Marcial y el Walkman


 

Mi abuelo Marcial, en realidad se llamaba Marcelino, como yo, vivía en Asturias. En una aldea llamada Andés, cerca de Navia, en la costa occidental. Un sitio increíble. Verde y Azul. Como solo Asturias puede ser. Mi abuelo se pasó la vida trabajando muy duro. Limpiaba el monte de helechos, afilaba aperos, cosas así . Y afilaba las hojas de las guadañas que se empleaban en ese trabajo. Mi abuelo era muy hábil, aunque no sabía apenas leer y escribir. Muchas veces tenía que recorrer distancias de más de 20 kilómetros para hacer su trabajo, y luego volver a su casa.

En esos tiempos reinaba la radio, y las televisiones brillaban por su ausencia, así como el agua corriente. No hablo de hace siglos. Hablo de apenas 30 años. Ya se que les sonará a chino, o no tanto, pero España era así como quien dice hace unos días.

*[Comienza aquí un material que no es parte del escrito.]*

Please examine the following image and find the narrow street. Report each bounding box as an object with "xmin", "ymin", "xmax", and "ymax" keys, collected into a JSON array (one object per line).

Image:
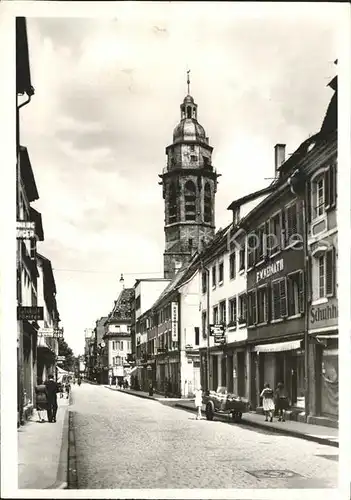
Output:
[{"xmin": 70, "ymin": 383, "xmax": 338, "ymax": 489}]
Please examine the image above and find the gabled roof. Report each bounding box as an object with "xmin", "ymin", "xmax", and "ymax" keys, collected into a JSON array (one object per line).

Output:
[
  {"xmin": 106, "ymin": 288, "xmax": 134, "ymax": 323},
  {"xmin": 227, "ymin": 183, "xmax": 274, "ymax": 210}
]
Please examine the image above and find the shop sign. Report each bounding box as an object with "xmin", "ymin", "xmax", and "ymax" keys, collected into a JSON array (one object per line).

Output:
[
  {"xmin": 17, "ymin": 306, "xmax": 44, "ymax": 321},
  {"xmin": 16, "ymin": 220, "xmax": 35, "ymax": 240},
  {"xmin": 171, "ymin": 302, "xmax": 178, "ymax": 342},
  {"xmin": 256, "ymin": 259, "xmax": 284, "ymax": 281},
  {"xmin": 309, "ymin": 298, "xmax": 339, "ymax": 330},
  {"xmin": 38, "ymin": 328, "xmax": 54, "ymax": 337}
]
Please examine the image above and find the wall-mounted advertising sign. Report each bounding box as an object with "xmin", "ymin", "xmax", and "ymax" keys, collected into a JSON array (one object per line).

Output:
[
  {"xmin": 17, "ymin": 306, "xmax": 44, "ymax": 321},
  {"xmin": 16, "ymin": 220, "xmax": 35, "ymax": 240},
  {"xmin": 256, "ymin": 259, "xmax": 284, "ymax": 281},
  {"xmin": 171, "ymin": 302, "xmax": 178, "ymax": 342}
]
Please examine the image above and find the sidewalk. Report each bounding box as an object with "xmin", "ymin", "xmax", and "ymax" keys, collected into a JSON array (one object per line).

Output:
[
  {"xmin": 175, "ymin": 400, "xmax": 339, "ymax": 447},
  {"xmin": 105, "ymin": 385, "xmax": 339, "ymax": 447},
  {"xmin": 18, "ymin": 397, "xmax": 69, "ymax": 489}
]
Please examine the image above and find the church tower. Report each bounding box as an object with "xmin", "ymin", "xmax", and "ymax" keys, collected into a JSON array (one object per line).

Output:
[{"xmin": 159, "ymin": 71, "xmax": 218, "ymax": 279}]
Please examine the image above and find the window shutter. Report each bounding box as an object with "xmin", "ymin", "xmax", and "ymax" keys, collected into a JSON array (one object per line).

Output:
[
  {"xmin": 306, "ymin": 181, "xmax": 312, "ymax": 222},
  {"xmin": 298, "ymin": 271, "xmax": 305, "ymax": 313},
  {"xmin": 329, "ymin": 163, "xmax": 337, "ymax": 208},
  {"xmin": 272, "ymin": 281, "xmax": 280, "ymax": 319},
  {"xmin": 324, "ymin": 167, "xmax": 331, "ymax": 210},
  {"xmin": 325, "ymin": 248, "xmax": 335, "ymax": 297},
  {"xmin": 279, "ymin": 278, "xmax": 287, "ymax": 317}
]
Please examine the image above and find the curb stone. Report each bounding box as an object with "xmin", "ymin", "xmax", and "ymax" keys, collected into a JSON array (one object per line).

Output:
[{"xmin": 175, "ymin": 403, "xmax": 339, "ymax": 448}]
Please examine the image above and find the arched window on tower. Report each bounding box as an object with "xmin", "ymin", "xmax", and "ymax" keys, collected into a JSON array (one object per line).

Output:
[
  {"xmin": 204, "ymin": 184, "xmax": 212, "ymax": 222},
  {"xmin": 184, "ymin": 181, "xmax": 196, "ymax": 221},
  {"xmin": 168, "ymin": 182, "xmax": 177, "ymax": 224}
]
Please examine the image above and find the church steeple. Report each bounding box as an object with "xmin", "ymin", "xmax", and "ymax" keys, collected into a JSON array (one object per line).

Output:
[{"xmin": 160, "ymin": 70, "xmax": 218, "ymax": 278}]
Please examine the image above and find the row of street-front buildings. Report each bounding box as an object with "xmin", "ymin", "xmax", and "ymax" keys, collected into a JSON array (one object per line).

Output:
[
  {"xmin": 16, "ymin": 17, "xmax": 63, "ymax": 425},
  {"xmin": 87, "ymin": 64, "xmax": 338, "ymax": 426}
]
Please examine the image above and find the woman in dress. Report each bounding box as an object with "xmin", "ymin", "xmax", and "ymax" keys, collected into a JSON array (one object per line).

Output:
[
  {"xmin": 35, "ymin": 381, "xmax": 48, "ymax": 422},
  {"xmin": 260, "ymin": 384, "xmax": 275, "ymax": 422},
  {"xmin": 195, "ymin": 387, "xmax": 202, "ymax": 420},
  {"xmin": 275, "ymin": 382, "xmax": 289, "ymax": 422}
]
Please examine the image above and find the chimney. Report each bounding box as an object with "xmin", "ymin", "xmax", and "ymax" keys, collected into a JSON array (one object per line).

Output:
[{"xmin": 274, "ymin": 144, "xmax": 285, "ymax": 177}]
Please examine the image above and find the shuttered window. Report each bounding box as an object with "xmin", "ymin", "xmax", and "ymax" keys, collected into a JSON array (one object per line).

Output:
[
  {"xmin": 325, "ymin": 248, "xmax": 336, "ymax": 297},
  {"xmin": 272, "ymin": 278, "xmax": 287, "ymax": 320},
  {"xmin": 287, "ymin": 271, "xmax": 304, "ymax": 316},
  {"xmin": 247, "ymin": 290, "xmax": 257, "ymax": 326},
  {"xmin": 229, "ymin": 297, "xmax": 236, "ymax": 326},
  {"xmin": 239, "ymin": 293, "xmax": 247, "ymax": 324},
  {"xmin": 257, "ymin": 286, "xmax": 268, "ymax": 323},
  {"xmin": 324, "ymin": 164, "xmax": 336, "ymax": 210}
]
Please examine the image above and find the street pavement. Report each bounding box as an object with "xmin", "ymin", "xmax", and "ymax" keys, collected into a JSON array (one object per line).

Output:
[
  {"xmin": 70, "ymin": 384, "xmax": 338, "ymax": 489},
  {"xmin": 17, "ymin": 392, "xmax": 69, "ymax": 489}
]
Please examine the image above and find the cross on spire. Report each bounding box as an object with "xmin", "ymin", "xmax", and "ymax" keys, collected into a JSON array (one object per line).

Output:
[{"xmin": 186, "ymin": 69, "xmax": 190, "ymax": 95}]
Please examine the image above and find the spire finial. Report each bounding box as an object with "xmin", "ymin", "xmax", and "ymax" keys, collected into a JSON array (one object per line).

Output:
[{"xmin": 186, "ymin": 69, "xmax": 190, "ymax": 95}]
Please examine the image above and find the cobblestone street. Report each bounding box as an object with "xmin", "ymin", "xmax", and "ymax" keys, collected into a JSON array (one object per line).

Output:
[{"xmin": 70, "ymin": 384, "xmax": 338, "ymax": 489}]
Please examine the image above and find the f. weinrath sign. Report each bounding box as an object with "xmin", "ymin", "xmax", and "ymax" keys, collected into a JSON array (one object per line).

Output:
[{"xmin": 256, "ymin": 259, "xmax": 284, "ymax": 281}]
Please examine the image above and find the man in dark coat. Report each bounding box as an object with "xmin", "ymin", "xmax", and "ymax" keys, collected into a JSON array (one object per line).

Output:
[{"xmin": 45, "ymin": 375, "xmax": 59, "ymax": 422}]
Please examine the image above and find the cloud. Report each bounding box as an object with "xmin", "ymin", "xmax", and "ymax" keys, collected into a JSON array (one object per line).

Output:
[{"xmin": 21, "ymin": 2, "xmax": 339, "ymax": 351}]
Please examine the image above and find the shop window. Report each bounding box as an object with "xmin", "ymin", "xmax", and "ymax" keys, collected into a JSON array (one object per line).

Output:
[
  {"xmin": 257, "ymin": 286, "xmax": 268, "ymax": 323},
  {"xmin": 218, "ymin": 262, "xmax": 224, "ymax": 285},
  {"xmin": 184, "ymin": 181, "xmax": 196, "ymax": 221},
  {"xmin": 219, "ymin": 300, "xmax": 227, "ymax": 325},
  {"xmin": 204, "ymin": 183, "xmax": 212, "ymax": 222},
  {"xmin": 266, "ymin": 211, "xmax": 283, "ymax": 255},
  {"xmin": 213, "ymin": 306, "xmax": 218, "ymax": 325},
  {"xmin": 247, "ymin": 290, "xmax": 257, "ymax": 326},
  {"xmin": 168, "ymin": 182, "xmax": 178, "ymax": 224},
  {"xmin": 229, "ymin": 252, "xmax": 236, "ymax": 280},
  {"xmin": 238, "ymin": 293, "xmax": 247, "ymax": 324},
  {"xmin": 287, "ymin": 271, "xmax": 304, "ymax": 316},
  {"xmin": 272, "ymin": 278, "xmax": 287, "ymax": 320},
  {"xmin": 202, "ymin": 271, "xmax": 207, "ymax": 293},
  {"xmin": 201, "ymin": 311, "xmax": 207, "ymax": 339},
  {"xmin": 229, "ymin": 297, "xmax": 237, "ymax": 326},
  {"xmin": 212, "ymin": 266, "xmax": 217, "ymax": 287},
  {"xmin": 239, "ymin": 244, "xmax": 245, "ymax": 272}
]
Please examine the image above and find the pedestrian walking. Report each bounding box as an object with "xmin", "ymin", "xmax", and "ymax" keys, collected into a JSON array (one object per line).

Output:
[
  {"xmin": 274, "ymin": 382, "xmax": 289, "ymax": 422},
  {"xmin": 35, "ymin": 381, "xmax": 48, "ymax": 422},
  {"xmin": 260, "ymin": 383, "xmax": 275, "ymax": 422},
  {"xmin": 45, "ymin": 374, "xmax": 59, "ymax": 422},
  {"xmin": 195, "ymin": 386, "xmax": 202, "ymax": 420}
]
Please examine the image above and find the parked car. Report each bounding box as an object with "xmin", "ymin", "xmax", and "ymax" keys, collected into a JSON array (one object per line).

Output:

Eso hacia mi abuelo, trabajar. Pero mi abuelo era un tipo curioso, y muy inteligente. Extremadamente sociable y muy buena persona.

Hace muchos años, recién salidos del horno, me compré un walkman. Lo lleve de vacaciones y muchas veces me sentaba con mi abuelo a echar un pitillo en un banco que teníamos en frente de la casa, en medio de un prado. Mi abuelo ese verano estaba raro. Me miraba, y movía la cabeza de un lado a otro cuando me ponía los cascos de aquel walkman. Esa tarde le pregunté porque lo hacía. "¡Ay, Neno!, ¡no sé porque andas con esa cosa todo el día, si no funciona esa radio!". Esa fue su respuesta.

Yo no me reí. Me quité los cascos, y se los ajusté en sus oídos. La cara que puso de asombro, y la sonrisa que nos iluminó es de los recuerdos que aun tengo de él muy grabado. Algunas veces me pidió el walkman para escuchar algo, y siempre se reía.

Esta historia que algunos les parecerá aburrida  y absurda, a mi me dice mucho sobre aspectos que conforman la actitud de uno frente a cosas como la brecha digital, la comunicación, el respeto, el conocimiento y de qué va esto de los blogs.

Supongo que a él le hubiera encantado saber que a veces pasar muchas horas delante de una pantalla moviendo los dedos sirve para algo más que para hacer negocios. Y a mi, mostrárselo.

Lo demás me sigue importando poco. Quizás dentro de unos pocos años seremos nosotros los asombrados, y recordemos esto de los blogs y la web tal como la conocemos como algo absolutamente anticuado. Y quizás en ese momento sepamos que el valor de las herramientas no está en tenerlas, sino en lo que pudimos hacer con ellas y no hicimos, y en lo que conseguimos hacer.

Saludos

 

Perdonen si les ha aburrido, pero uno necesita coger aire

  1. #1 por Kir el 6/Feb/2010

    ¡Qué historia más bonita! ^^ Me hace mucha gracia lo del “Ay, neno” , y de aburrimiento y “absurdez” nada. ^^ Con gente asi, la brecha digital saltase con más diligencia. :)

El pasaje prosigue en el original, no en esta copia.